O mentor da educação para consciência
O mais célebre educador brasileiro, autor da pedagogia do oprimido,
defendia como objetivo da escola ensinar o aluno a "ler o mundo" para
poder transformá-lo
Paulo Freire
(1921-1997) foi o mais célebre educador brasileiro, com atuação e
reconhecimento internacionais. Conhecido principalmente pelo método de
alfabetização de adultos que leva seu nome, ele desenvolveu um pensamento
pedagógico assumidamente político. Para Freire, o objetivo maior da educação é
conscientizar o aluno. Isso significa, em relação às parcelas desfavorecidas da
sociedade, levá-las a entender sua situação de oprimidas e agir em favor da
própria libertação. O principal livro de Freire se intitula justamente
Pedagogia do Oprimido e os conceitos nele contidos baseiam boa parte do
conjunto de sua obra.
Ao propor uma
prática de sala de aula que pudesse desenvolver a criticidade dos alunos,
Freire condenava o ensino oferecido pela ampla maioria das escolas (isto é, as
"escolas burguesas"), que ele qualificou de educação bancária. Nela,
segundo Freire, o professor age como quem deposita conhecimento num aluno
apenas receptivo, dócil. Em outras palavras, o saber é visto como uma doação
dos que se julgam seus detentores. Trata-se, para Freire, de uma escola
alienante, mas não menos ideologizada do que a que ele propunha para despertar
a consciência dos oprimidos. "Sua tônica fundamentalmente reside em matar
nos educandos a curiosidade, o espírito investigador, a criatividade",
escreveu o educador. Ele dizia que, enquanto a escola conservadora procura
acomodar os alunos ao mundo existente, a educação que defendia tinha a intenção
de inquietá-los.
Aprendizado conjunto
Freire criticava a ideia
de que ensinar é transmitir saber porque para ele a missão do professor era
possibilitar a criação ou a produção de conhecimentos. Mas ele não comungava da
concepção de que o aluno precisa apenas de que lhe sejam facilitadas as
condições para o auto-aprendizado. Freire previa para o professor um papel
diretivo e informativo - portanto, ele não pode renunciar a exercer autoridade.

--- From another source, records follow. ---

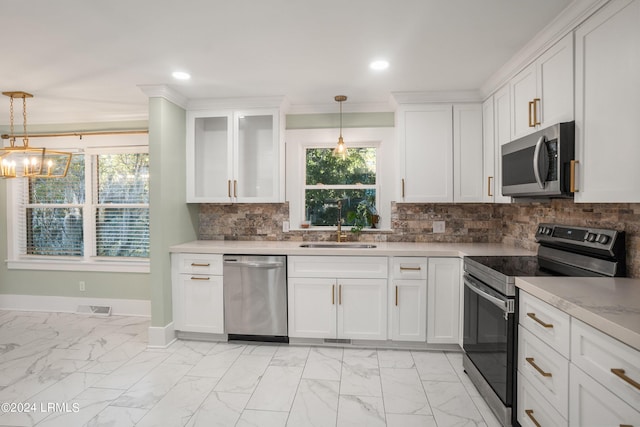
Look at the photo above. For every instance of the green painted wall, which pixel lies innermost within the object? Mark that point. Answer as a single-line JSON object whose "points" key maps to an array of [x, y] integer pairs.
{"points": [[172, 221]]}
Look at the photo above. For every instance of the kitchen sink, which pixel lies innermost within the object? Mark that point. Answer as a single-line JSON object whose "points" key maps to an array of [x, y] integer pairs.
{"points": [[337, 245]]}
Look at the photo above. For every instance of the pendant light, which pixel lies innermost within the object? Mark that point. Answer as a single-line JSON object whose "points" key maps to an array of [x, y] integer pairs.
{"points": [[24, 161], [341, 149]]}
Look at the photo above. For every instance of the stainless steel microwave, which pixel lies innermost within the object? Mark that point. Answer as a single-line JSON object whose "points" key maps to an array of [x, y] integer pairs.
{"points": [[540, 165]]}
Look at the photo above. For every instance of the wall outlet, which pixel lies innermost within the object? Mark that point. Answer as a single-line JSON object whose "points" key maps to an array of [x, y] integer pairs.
{"points": [[438, 226]]}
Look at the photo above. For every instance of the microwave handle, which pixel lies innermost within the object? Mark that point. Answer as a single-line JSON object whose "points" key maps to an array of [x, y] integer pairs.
{"points": [[536, 163]]}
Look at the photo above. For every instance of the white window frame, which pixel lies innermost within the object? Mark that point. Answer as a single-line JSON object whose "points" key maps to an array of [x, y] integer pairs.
{"points": [[89, 147], [298, 140]]}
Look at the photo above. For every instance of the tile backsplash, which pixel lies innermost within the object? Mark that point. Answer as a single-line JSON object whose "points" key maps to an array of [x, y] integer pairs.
{"points": [[513, 224]]}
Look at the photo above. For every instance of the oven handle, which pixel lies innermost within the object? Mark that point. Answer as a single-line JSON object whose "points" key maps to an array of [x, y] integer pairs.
{"points": [[505, 304]]}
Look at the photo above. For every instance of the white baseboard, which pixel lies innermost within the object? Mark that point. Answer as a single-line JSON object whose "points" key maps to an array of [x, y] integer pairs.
{"points": [[119, 307], [161, 336]]}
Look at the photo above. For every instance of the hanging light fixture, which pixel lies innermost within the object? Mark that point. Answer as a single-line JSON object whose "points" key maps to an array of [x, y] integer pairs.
{"points": [[23, 161], [341, 149]]}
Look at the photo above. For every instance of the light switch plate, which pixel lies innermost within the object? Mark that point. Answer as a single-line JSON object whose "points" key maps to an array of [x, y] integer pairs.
{"points": [[438, 226]]}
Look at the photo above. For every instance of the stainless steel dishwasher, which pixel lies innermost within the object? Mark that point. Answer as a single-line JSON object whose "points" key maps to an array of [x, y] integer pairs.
{"points": [[255, 297]]}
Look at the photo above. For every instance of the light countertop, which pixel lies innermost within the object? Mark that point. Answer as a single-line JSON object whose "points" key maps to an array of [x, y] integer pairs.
{"points": [[381, 249], [611, 305]]}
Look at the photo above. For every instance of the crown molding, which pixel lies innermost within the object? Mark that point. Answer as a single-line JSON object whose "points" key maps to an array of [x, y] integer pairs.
{"points": [[567, 21], [164, 91]]}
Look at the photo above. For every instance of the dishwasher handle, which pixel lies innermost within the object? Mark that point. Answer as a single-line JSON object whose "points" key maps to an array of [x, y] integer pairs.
{"points": [[252, 264]]}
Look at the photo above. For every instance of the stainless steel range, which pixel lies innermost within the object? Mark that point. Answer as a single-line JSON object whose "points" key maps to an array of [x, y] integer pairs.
{"points": [[490, 301]]}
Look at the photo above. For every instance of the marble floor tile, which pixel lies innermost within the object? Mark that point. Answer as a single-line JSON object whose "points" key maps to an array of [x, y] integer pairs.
{"points": [[315, 404], [324, 363], [220, 409], [276, 389], [365, 411], [403, 392]]}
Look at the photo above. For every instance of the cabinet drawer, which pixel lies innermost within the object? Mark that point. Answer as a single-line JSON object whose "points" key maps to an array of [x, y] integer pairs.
{"points": [[546, 322], [612, 363], [199, 263], [338, 267], [593, 405], [407, 268], [545, 369], [534, 408]]}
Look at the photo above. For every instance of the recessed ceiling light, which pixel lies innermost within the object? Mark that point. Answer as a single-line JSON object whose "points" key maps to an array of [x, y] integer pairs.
{"points": [[379, 64], [181, 75]]}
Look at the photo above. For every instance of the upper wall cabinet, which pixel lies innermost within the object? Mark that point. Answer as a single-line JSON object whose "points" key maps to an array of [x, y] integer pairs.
{"points": [[440, 145], [234, 156], [607, 108], [542, 93]]}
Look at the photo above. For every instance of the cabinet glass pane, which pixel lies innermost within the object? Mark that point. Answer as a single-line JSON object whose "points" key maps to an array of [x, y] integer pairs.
{"points": [[211, 157], [256, 156]]}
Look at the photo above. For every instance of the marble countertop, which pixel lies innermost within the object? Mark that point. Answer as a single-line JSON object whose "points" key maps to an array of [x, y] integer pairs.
{"points": [[381, 249], [611, 305]]}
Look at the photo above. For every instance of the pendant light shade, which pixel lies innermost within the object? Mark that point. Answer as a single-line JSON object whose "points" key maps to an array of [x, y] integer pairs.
{"points": [[341, 148]]}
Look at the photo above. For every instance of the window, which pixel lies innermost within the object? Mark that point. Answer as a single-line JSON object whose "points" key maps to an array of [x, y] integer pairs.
{"points": [[98, 213], [329, 179]]}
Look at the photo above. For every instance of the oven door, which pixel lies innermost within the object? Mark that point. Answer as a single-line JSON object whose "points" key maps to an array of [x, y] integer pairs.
{"points": [[489, 336]]}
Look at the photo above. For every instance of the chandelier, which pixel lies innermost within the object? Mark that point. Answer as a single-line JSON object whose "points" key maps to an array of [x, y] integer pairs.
{"points": [[341, 149], [20, 160]]}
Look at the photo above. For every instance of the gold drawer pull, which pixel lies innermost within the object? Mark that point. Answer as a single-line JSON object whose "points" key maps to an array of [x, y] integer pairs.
{"points": [[533, 316], [529, 413], [537, 368], [620, 374]]}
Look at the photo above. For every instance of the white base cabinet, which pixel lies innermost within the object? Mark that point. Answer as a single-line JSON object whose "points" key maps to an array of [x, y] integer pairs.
{"points": [[443, 301], [198, 302], [408, 299]]}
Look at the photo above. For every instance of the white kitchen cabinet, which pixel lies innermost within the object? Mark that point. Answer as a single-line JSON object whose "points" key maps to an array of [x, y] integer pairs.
{"points": [[337, 297], [607, 108], [408, 299], [542, 93], [425, 136], [502, 135], [468, 177], [198, 303], [234, 156], [443, 301]]}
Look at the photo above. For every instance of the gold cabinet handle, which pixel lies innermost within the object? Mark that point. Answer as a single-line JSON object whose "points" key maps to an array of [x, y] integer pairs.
{"points": [[531, 122], [529, 413], [620, 374], [572, 176], [535, 111], [533, 316], [410, 268], [537, 368]]}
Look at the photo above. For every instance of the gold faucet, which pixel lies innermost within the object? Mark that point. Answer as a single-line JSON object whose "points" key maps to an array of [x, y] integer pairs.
{"points": [[342, 237]]}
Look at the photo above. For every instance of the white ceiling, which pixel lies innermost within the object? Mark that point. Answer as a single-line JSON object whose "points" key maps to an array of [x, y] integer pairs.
{"points": [[83, 60]]}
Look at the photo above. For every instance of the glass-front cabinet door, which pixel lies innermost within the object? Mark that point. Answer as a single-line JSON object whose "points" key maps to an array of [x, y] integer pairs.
{"points": [[233, 156]]}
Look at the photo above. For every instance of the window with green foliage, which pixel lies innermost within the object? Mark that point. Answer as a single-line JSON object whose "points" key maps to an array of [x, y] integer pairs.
{"points": [[328, 179], [102, 212]]}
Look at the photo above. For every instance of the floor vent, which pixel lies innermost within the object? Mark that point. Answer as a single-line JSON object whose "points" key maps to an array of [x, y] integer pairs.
{"points": [[102, 310]]}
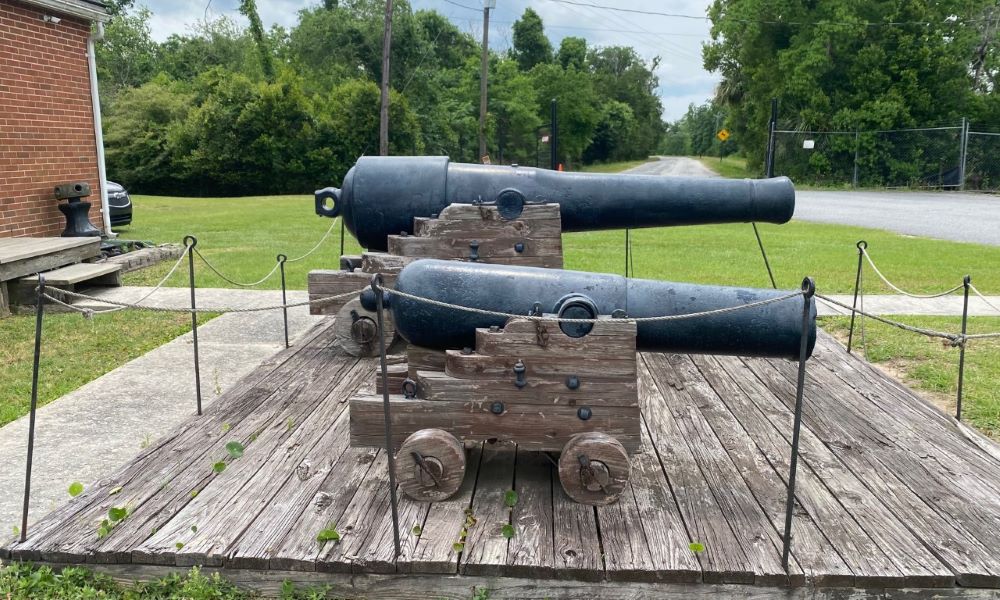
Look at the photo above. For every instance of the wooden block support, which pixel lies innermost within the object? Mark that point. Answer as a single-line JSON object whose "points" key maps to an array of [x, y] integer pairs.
{"points": [[570, 386]]}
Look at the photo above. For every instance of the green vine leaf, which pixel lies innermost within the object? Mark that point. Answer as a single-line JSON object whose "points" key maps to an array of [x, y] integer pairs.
{"points": [[330, 534], [235, 449]]}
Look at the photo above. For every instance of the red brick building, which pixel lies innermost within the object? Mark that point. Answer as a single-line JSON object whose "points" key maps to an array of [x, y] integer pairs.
{"points": [[49, 115]]}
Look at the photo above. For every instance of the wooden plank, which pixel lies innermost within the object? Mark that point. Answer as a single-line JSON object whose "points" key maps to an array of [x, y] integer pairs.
{"points": [[525, 424], [485, 551], [49, 260], [487, 212], [540, 362], [271, 584], [324, 283], [460, 228], [433, 385], [844, 433], [72, 274], [17, 249], [723, 560], [531, 552], [576, 540], [296, 502], [661, 522], [225, 508], [442, 527], [221, 501], [488, 249], [748, 521], [386, 264], [811, 548], [357, 522], [854, 520]]}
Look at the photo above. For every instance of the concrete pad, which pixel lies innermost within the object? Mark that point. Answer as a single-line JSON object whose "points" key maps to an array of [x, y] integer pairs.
{"points": [[95, 429]]}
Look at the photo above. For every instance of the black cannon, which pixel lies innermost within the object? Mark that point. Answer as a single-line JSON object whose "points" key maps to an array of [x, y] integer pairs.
{"points": [[572, 387], [381, 196], [771, 330]]}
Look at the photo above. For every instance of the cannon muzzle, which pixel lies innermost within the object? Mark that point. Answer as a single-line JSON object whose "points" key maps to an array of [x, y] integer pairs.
{"points": [[381, 195], [772, 330]]}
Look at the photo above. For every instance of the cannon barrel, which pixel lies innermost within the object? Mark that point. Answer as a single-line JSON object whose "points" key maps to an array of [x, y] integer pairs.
{"points": [[772, 330], [381, 195]]}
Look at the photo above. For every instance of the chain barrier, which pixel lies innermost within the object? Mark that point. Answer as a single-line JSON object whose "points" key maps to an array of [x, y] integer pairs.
{"points": [[274, 270], [864, 251], [541, 318], [123, 305]]}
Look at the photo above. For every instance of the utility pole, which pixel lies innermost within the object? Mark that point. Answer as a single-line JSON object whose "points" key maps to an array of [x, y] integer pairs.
{"points": [[383, 124], [483, 74]]}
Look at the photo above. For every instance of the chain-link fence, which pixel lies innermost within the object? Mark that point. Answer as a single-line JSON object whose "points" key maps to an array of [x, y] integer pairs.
{"points": [[949, 157]]}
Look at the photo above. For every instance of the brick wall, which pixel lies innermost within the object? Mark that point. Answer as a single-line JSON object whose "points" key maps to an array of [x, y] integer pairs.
{"points": [[46, 119]]}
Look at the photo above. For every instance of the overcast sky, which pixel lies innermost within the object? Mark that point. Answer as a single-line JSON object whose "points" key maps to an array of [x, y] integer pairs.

Segundo o pensador pernambucano, o profissional de educação deve levar os
alunos a conhecer conteúdos, mas não como verdade absoluta. Freire dizia que
ninguém ensina nada a ninguém, mas as pessoas também não aprendem sozinhas.
"Os homens se educam entre si mediados pelo mundo", escreveu. Isso
implica um princípio fundamental para Freire: o de que o aluno, alfabetizado ou
não, chega à escola levando uma cultura que não é melhor nem pior do que a do
professor. Em sala de aula, os dois lados aprenderão juntos, um com o outro - e
para isso é necessário que as relações sejam afetivas e democráticas,
garantindo a todos a possibilidade de se expressar. "Uma das grandes
inovações da pedagogia freireana é considerar que o sujeito da criação cultural
não é individual, mas coletivo", diz José Eustáquio Romão, diretor do
Instituto Paulo Freire, em São Paulo.
A valorização da
cultura do aluno é a chave para o processo de conscientização preconizado por
Paulo Freire e está no âmago de seu método de alfabetização, formulado
inicialmente para o ensino de adultos. Basicamente, o método propõe a
identificação e catalogação das palavras-chave do vocabulário dos alunos - as
chamadas palavras geradoras. Elas devem sugerir situações de vida comuns e
significativas para os integrantes da comunidade em que se atua, como por
exemplo "tijolo" para os operários da construção civil.
Diante dos alunos, o
professor mostrará lado a lado a palavra e a representação visual do objeto que
ela designa. Os mecanismos de linguagem serão estudados depois do desdobramento
em sílabas das palavras geradoras. O conjunto das palavras geradoras deve
conter as diferentes possibilidades silábicas e permitir o estudo de todas as
situações que possam ocorrer durante a leitura e a escrita. "Isso faz com
que a pessoa incorpore as estruturas linguísticas do idioma materno", diz
Romão. Embora a técnica de silabação seja hoje vista como ultrapassada, o uso
de palavras geradoras continua sendo adotado com sucesso em programas de
alfabetização em diversos países do mundo.
Seres inacabados
O método Paulo
Freire não visa apenas tornar mais rápido e acessível o aprendizado, mas
pretende habilitar o aluno a "ler o mundo", na expressão famosa do
educador. "Trata-se de aprender a ler a realidade (conhecê-la) para em
seguida poder reescrever essa realidade (transformá-la)", dizia Freire. A
alfabetização é, para o educador, um modo de os desfavorecidos romperem o que
chamou de "cultura do silêncio" e transformar a realidade, "como
sujeitos da própria história".
No conjunto do
pensamento de Paulo Freire encontra-se a ideia de que tudo está em permanente
transformação e interação. Por isso, não há futuro a priori, como ele gostava
de repetir no fim da vida, como crítica aos intelectuais de esquerda que
consideravam a emancipação das classes desfavorecidas como uma inevitabilidade
histórica. Esse ponto de vista implica a concepção do ser humano como
"histórico e inacabado" e consequentemente sempre pronto a aprender.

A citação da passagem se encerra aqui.